Un tic déforma un instant le sourire suffisant de Shalten. « Et maintenant, il convient de mettre un terme à cette mascarade. De « renouer les fils de l’intrigue », comme on le formule à votre époque, si je ne me trompe. Vu la position que vous occupez dans notre hiérarchie, il est souhaitable que vous soyez informé de la vérité. Si vous deviez l’apprendre par vos propres moyens, cela représenterait un risque non négligeable. Les boucles causales sont parfois subtiles. Votre expérience bactrienne, et votre réussite, appartiennent à la réalité. Par conséquent, vous devez en être informé bien en amont de vos préparatifs en vue de cette mission. J’ai pensé que vous apprécieriez un séjour dans ma Belle Époque*.

— Euh… vous voulez dire que… que la lettre que le soldat russe a découverte en Afghanistan… et qui nous a servi d’appât pour tendre notre piège… que cette lettre était un faux ?

— Exactement. Vous n’aviez jamais envisagé cette possibilité ?

— Mais… vous disposiez de plus d’un million d’années pour dénicher un appât à votre convenance…

— Mieux valait en créer un sur mesure. Pas vrai ? Enfin, cette lettre a accompli son but. La prudence nous commande maintenant de la supprimer. Jamais on ne l’aura trouvée. »

Everard se redressa. Le tuyau de sa pipe se brisa entre ses doigts. Sans prêter attention aux braises qui tombaient sur le tapis, il s’écria : « Minute ! Vous avez vous aussi manipulé la réalité !

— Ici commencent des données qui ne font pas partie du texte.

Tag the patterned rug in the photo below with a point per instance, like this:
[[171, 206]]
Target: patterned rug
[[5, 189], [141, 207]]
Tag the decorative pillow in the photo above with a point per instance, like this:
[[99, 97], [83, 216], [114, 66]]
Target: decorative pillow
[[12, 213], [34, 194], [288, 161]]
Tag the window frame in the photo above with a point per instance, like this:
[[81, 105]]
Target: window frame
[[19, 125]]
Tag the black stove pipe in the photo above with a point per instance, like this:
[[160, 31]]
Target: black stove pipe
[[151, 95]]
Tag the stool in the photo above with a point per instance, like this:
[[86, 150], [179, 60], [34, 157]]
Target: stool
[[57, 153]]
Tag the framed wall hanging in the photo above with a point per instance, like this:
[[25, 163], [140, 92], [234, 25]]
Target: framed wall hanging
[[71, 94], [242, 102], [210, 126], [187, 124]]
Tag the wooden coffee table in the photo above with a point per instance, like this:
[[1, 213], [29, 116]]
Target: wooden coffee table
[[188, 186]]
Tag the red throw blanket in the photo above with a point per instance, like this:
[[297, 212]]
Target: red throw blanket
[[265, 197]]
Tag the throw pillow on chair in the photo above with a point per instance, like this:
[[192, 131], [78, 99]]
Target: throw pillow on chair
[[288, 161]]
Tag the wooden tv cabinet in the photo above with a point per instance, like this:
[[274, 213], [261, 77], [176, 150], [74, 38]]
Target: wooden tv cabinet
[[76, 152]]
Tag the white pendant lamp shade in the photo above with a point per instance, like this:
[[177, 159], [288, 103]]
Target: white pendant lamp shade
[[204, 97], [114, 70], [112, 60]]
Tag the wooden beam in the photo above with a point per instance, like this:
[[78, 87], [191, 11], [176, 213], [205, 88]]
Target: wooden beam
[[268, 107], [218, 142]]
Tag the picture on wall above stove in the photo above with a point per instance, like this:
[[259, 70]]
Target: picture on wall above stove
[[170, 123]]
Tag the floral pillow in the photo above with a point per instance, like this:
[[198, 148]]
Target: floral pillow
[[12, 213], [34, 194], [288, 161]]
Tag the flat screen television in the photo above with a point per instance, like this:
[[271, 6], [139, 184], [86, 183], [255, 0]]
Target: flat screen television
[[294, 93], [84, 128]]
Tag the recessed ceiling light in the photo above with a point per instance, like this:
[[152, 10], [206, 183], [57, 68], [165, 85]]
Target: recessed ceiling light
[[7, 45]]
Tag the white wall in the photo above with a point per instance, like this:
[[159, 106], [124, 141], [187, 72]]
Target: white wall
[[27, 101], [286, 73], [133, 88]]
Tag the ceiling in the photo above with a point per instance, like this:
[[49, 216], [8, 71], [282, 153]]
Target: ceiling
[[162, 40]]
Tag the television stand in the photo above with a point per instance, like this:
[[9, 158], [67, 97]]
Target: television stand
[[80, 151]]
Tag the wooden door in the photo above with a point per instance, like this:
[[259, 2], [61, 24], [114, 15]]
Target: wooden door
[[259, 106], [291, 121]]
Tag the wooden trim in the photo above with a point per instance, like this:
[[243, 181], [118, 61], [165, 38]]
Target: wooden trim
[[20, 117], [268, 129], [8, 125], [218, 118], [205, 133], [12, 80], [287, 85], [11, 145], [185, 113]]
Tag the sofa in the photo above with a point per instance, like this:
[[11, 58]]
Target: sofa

— Je l’ai fait sur ordre », entendit-il ; ses mâchoires se refermèrent et il fit silence.

1985 apr. J.C.

Dans ces régions où la Grande Ourse et la Petite Ourse couraient trop bas dans le ciel, la nuit glaçait le sang et les os. Le jour, les montagnes bouchaient l’horizon à force de rochers, de neige, de glaciers et de nuages. La bouche de l’homme s’asséchait quand il foulait les crêtes, faisant crisser les cailloux sous ses bottes, car jamais il ne parvenait à aspirer une bouffée d’air digne de ce nom. Et il redoutait qu’une balle ou un couteau surgissant des ténèbres ne fasse offrande de sa vie à cette désolation.

Youri Alexeievitch Garchine errait, seul et égaré.